I would venture to say that approaching the Christian Story from this direction, it has long been my feeling (a joyous feeling) that God redeemed the corrupt making-creatures, men, in a way fitting to this aspect, as to others, of their strange nature. The Gospels contain a fairy- story, or a story of a larger kind which embraces all the essence of fairy-stories. They contain many marvels—peculiarly artistic, beautiful, and moving: “mythical” in their perfect, self- contained significance; and among the marvels is the greatest and most complete conceivable eucatastrophe. But this story has entered History and the primary world; the desire and aspiration of sub-creation has been raised to the fulfillment of Creation. The Birth of Christ is the eucatastrophe of Man’s history. The Resurrection is the eucatastrophe of the story of the Incarnation. This story begins and ends in joy. It has pre-eminently the “inner consistency of reality.” There is no tale ever told that men would rather find was true, and none which so many sceptical men have accepted as true on its own merits. For the Art of it has the supremely convincing tone of Primary Art, that is, of Creation. To reject it leads either to sadness or to wrath.

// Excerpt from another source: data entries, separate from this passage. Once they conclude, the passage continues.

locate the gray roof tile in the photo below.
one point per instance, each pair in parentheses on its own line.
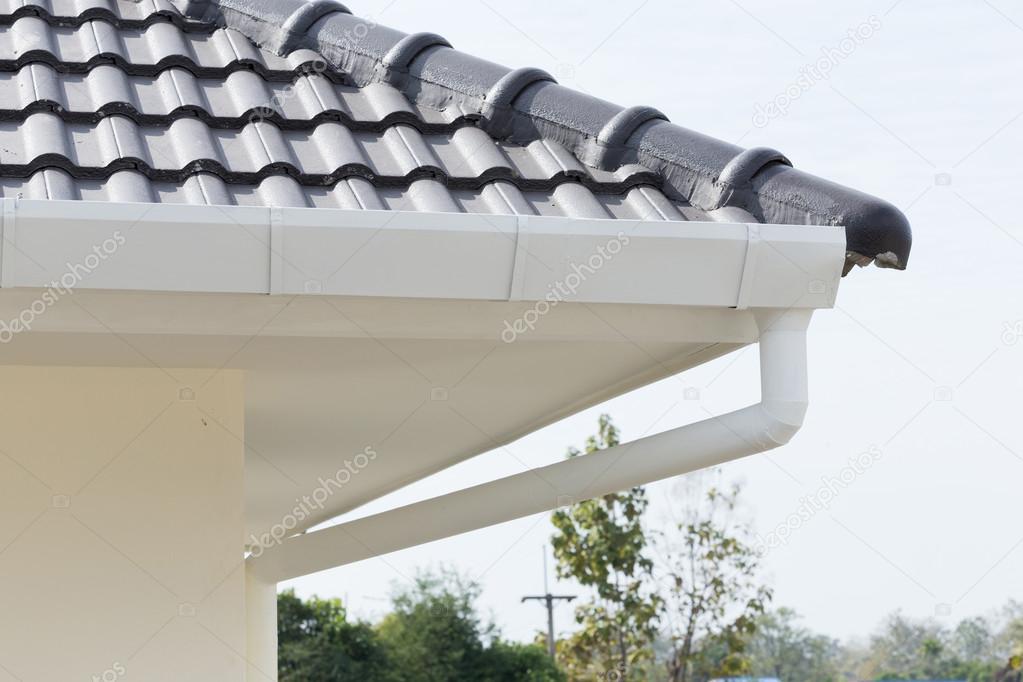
(142,101)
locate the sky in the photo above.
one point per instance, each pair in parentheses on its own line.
(920,373)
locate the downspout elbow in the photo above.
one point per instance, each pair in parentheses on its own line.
(784,380)
(781,421)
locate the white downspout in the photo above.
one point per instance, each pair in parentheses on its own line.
(759,427)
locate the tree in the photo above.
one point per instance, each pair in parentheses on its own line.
(434,634)
(316,643)
(713,598)
(782,648)
(601,543)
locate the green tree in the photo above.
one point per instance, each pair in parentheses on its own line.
(601,543)
(713,599)
(316,643)
(783,648)
(435,634)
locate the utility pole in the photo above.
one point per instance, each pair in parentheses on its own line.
(548,600)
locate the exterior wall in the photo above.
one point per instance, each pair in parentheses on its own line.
(122,525)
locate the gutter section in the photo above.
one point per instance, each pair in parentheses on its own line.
(412,255)
(766,425)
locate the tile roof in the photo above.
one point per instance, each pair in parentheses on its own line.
(294,103)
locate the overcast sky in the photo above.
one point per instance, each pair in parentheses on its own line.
(924,368)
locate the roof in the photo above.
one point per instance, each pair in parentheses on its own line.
(295,103)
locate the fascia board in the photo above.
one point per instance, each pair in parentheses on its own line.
(409,255)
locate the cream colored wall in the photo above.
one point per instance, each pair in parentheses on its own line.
(122,525)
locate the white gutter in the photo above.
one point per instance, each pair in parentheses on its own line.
(769,423)
(162,247)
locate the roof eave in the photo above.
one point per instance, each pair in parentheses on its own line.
(527,104)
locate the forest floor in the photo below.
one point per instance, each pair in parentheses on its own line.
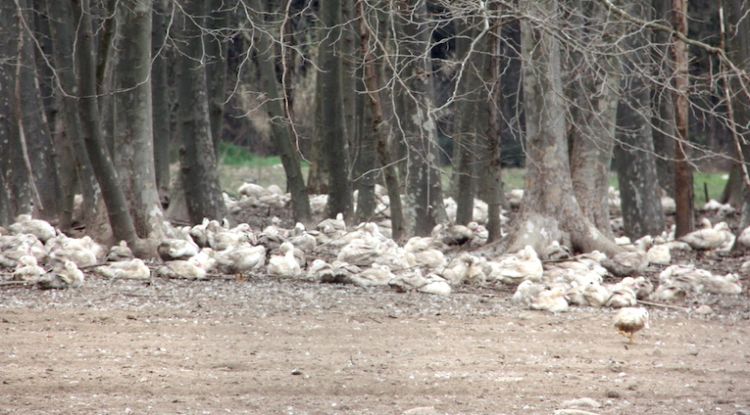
(269,346)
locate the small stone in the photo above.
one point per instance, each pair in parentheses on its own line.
(581,403)
(613,394)
(421,410)
(704,310)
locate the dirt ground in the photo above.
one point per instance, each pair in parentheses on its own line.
(273,347)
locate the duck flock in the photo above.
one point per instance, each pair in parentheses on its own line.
(35,253)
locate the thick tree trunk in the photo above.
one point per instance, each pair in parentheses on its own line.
(661,102)
(37,145)
(104,169)
(198,165)
(634,155)
(549,205)
(216,68)
(107,56)
(424,196)
(684,219)
(739,51)
(332,111)
(593,92)
(62,29)
(379,126)
(280,133)
(15,170)
(133,124)
(366,174)
(465,136)
(160,99)
(494,107)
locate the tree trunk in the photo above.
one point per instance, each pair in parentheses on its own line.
(465,136)
(661,103)
(739,51)
(216,68)
(684,219)
(317,176)
(424,199)
(634,155)
(15,170)
(280,133)
(62,29)
(104,169)
(372,84)
(200,176)
(332,111)
(494,107)
(593,90)
(37,145)
(107,56)
(549,204)
(133,111)
(365,173)
(160,99)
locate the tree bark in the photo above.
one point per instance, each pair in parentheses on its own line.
(15,170)
(465,136)
(379,126)
(216,68)
(494,107)
(160,99)
(104,169)
(281,135)
(549,205)
(424,196)
(332,111)
(62,29)
(198,165)
(684,219)
(739,51)
(133,134)
(634,155)
(661,101)
(37,145)
(593,90)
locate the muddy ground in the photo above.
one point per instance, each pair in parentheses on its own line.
(280,347)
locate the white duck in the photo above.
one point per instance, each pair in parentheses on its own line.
(13,247)
(241,258)
(83,251)
(718,237)
(303,240)
(182,269)
(630,320)
(174,249)
(119,252)
(527,292)
(465,268)
(67,276)
(28,269)
(621,296)
(133,269)
(596,295)
(523,265)
(222,239)
(284,265)
(41,229)
(377,275)
(552,300)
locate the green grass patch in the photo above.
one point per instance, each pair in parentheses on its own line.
(234,155)
(715,182)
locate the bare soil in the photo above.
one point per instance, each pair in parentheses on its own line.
(271,347)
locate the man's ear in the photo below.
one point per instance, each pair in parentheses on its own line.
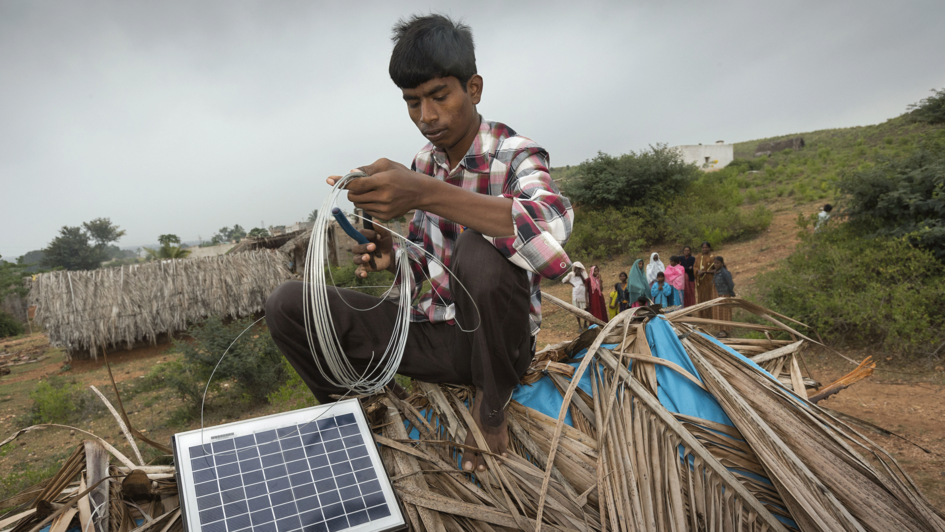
(474,88)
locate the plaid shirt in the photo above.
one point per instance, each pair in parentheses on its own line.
(499,163)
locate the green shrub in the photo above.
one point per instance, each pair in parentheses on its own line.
(253,362)
(930,110)
(710,211)
(861,291)
(294,394)
(56,400)
(902,198)
(635,179)
(603,233)
(9,326)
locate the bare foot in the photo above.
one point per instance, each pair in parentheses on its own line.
(497,438)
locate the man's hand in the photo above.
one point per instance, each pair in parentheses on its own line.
(389,190)
(374,256)
(497,438)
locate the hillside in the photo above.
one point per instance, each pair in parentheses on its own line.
(899,397)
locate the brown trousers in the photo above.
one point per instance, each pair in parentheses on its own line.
(492,357)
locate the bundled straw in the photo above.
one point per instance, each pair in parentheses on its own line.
(85,311)
(627,463)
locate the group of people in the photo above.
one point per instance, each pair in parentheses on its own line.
(687,280)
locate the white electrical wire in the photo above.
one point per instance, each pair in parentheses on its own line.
(319,325)
(317,313)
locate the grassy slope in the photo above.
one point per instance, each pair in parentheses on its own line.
(811,173)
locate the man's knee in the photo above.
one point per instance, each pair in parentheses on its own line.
(282,306)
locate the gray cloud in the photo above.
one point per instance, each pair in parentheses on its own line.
(182,117)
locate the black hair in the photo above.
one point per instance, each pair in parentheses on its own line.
(429,47)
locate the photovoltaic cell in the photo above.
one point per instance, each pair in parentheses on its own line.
(301,476)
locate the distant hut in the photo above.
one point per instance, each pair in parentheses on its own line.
(86,311)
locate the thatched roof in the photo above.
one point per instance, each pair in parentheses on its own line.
(627,463)
(85,311)
(268,242)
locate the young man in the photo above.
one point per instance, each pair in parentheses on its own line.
(486,207)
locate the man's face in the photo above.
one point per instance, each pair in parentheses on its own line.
(444,112)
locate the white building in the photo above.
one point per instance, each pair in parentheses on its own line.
(709,157)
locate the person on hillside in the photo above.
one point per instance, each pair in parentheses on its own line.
(637,285)
(474,174)
(822,217)
(725,287)
(687,261)
(676,277)
(705,289)
(654,267)
(662,292)
(613,304)
(623,292)
(596,304)
(576,278)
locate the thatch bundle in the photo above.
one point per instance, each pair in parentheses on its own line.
(88,310)
(627,463)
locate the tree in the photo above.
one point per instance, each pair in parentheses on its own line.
(226,234)
(237,233)
(71,250)
(258,232)
(102,231)
(902,198)
(81,248)
(11,279)
(635,179)
(167,250)
(165,240)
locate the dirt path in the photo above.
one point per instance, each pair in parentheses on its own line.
(908,401)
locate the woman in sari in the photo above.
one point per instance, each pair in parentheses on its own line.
(675,275)
(577,278)
(654,268)
(725,287)
(637,285)
(623,295)
(705,288)
(687,261)
(596,304)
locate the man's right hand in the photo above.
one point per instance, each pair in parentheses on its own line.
(374,256)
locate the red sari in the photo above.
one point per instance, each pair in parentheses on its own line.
(689,293)
(596,304)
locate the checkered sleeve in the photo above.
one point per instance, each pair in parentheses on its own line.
(416,237)
(541,215)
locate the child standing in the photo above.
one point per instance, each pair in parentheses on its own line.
(661,291)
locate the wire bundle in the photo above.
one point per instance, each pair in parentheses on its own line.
(319,326)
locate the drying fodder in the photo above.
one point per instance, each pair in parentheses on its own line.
(628,463)
(87,311)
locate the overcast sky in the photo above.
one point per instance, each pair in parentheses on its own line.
(182,117)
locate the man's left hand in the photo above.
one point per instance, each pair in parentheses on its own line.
(390,189)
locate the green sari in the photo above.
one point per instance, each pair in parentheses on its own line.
(636,282)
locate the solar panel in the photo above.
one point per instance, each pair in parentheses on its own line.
(310,470)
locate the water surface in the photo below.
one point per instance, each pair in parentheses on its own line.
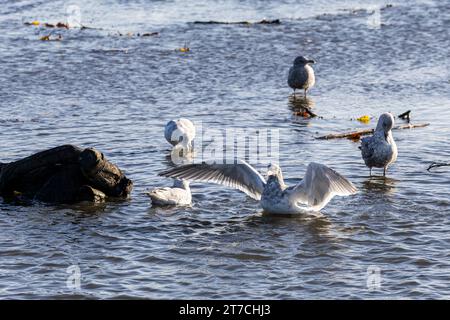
(96,88)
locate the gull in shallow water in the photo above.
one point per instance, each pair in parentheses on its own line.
(180,134)
(178,195)
(380,150)
(301,74)
(319,185)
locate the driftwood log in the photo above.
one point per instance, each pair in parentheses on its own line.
(356,135)
(64,174)
(264,21)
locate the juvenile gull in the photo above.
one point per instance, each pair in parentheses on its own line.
(319,185)
(380,150)
(180,134)
(178,195)
(301,74)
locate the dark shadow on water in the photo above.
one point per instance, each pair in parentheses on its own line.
(315,222)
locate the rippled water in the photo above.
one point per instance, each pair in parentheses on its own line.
(95,88)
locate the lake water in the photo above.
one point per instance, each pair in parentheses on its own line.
(96,88)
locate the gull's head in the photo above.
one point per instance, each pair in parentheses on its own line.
(181,183)
(301,61)
(273,170)
(385,122)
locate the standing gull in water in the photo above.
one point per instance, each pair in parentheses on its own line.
(301,74)
(180,134)
(178,195)
(380,150)
(317,188)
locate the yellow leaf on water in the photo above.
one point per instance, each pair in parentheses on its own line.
(364,119)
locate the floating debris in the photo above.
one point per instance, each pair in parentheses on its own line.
(356,135)
(405,116)
(50,38)
(185,48)
(438,164)
(364,119)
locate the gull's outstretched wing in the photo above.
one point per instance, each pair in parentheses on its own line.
(240,176)
(319,186)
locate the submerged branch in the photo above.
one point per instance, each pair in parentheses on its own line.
(356,135)
(264,21)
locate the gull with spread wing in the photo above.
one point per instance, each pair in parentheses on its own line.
(319,185)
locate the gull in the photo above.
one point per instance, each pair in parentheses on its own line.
(301,74)
(319,185)
(380,150)
(178,195)
(180,134)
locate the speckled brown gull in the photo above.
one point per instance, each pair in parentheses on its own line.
(380,150)
(301,74)
(317,188)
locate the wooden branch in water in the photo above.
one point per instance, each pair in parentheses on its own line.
(356,135)
(438,164)
(64,174)
(264,21)
(405,116)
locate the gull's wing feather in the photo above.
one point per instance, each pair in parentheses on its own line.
(320,185)
(239,176)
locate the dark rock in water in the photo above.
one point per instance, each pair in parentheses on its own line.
(64,174)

Now it’s exactly this kind of thinking that Tolkien shared with his friend C.S. Lewis. They both worked at Oxford, Tolkien as a professor and Lewis as a tutor. They gathered together in a pub with friends to drink and read their writings to one another in a group they dubbed The Inklings. And sometimes they strolled down the Addison walk at Magdalen College together. On these treks, Tolkien talked to Lewis, then an atheist, about how God wrote himself into his own story in order to bring redemption out of the tragedy of the human condition – the greatest eucatastrophe of all. Tolkien was influential in bringing Lewis to faith. Lewis, in turn, encouraged Tolkien to publish his works about hobbits and orcs and dragons.
Most people know what a significant influence Lewis has had on Western European and American society through books like Mere Christianity, The Screwtape Letters, and the Chronicles of Narnia. Lewis was a passionate defender of a propagator of the Christian faith after Tolkien helped him get there. Most pastors in America have at least dabbled in Lewis, and to this day it is not uncommon to hear him quoted in the Sunday sermon. His Narnia series alone has sold over 100 million copies, making him one of the most read fiction authors in history.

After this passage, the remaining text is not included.